India is testing the first “services first” model in history with a different but complementary approach: guaranteeing access to public services before distributing monetary transfers. Both experiments converge on the importance of predictability in modifying economic behaviors.
The Multiplier Effect Transforms the Local Economy
The impact exceeds direct beneficiaries. In villages participating in the program, incomes of non-beneficiaries increase through spillover effects. The injection of liquidity stimulates local demand, creating opportunities for the entire community.
The effect is particularly visible in markets. Local merchants see their sales progress significantly. This dynamic generates numerous additional jobs in the experimental zone.
The economic structure diversifies. Before the program, the vast majority of local income came from subsistence agriculture. This proportion decreases substantially, with a rise in small commerce and craftsmanship.

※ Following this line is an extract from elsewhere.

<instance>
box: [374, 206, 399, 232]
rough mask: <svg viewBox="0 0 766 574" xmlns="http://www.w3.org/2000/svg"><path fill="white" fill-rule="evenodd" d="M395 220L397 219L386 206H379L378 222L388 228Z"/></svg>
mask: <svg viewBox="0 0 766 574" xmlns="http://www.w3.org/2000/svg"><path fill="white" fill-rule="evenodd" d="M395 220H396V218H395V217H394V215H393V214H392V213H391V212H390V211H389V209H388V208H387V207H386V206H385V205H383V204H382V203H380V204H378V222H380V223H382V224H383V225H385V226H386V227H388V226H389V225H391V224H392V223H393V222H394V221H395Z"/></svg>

Infrastructure develops. Beneficiary villages have more water points, better schools, and connections to the electrical network. These collective investments financed by voluntary contributions from beneficiaries create a virtuous cycle of development.
African Governments Watch Closely
Kenya’s success is attracting continental attention. Botswana launches a similar program in 2025 for 10,000 people over 8 years. Ghana is studying a pilot with 5,000 beneficiaries. The African Union is integrating universal basic income into its development strategy for 2025-2030.
These initiatives are part of a broader dynamic of African social innovation. Drones deliver more blood than ambulances and reduce maternal mortality in Rwanda, demonstrating the continent’s capacity to develop original solutions to social challenges.
A national rollout would represent a modest share of Kenya’s GDP according to program economists. Financing could come from a combination of budget reallocations, carbon tax, and international aid.
International financial institutions are changing position. The World Bank, long skeptical, now finances preparatory studies in Malawi and Tanzania. The IMF is incorporating unconditional transfers into its recommendations for Sub-Saharan Africa, marking a significant doctrinal shift.
The West Questions Its Own Experiments
Kenyan results force Europe and North America to rethink their approaches. The city of Stockton in California is extending its pilot program from 12 to 36 months. Scotland announces a 5-year experiment instead of the initially planned 2 years.
France is examining Kenyan data in its reflection on the universal activity income. “We must question our assumptions about the duration necessary to observe true effects,” acknowledges a parliamentary report from January 2025.
This reassessment extends to evaluation methodologies. Western economists realize that measuring the impact of universal basic income over 18 months is equivalent to evaluating university effectiveness by observing first-year students. Behavioral transformation requires time.
Kenya now provides the reference data for calibrating future experiments. Its research protocol — multiple control groups, 12-year longitudinal monitoring, community impact measures — becomes the international methodological standard.
The coming years will determine whether this Kenyan experiment transforms the Western debate on universal basic income or whether it remains confined to African social innovation laboratories. The data is there. The question remains whether developed societies will know how to learn from it.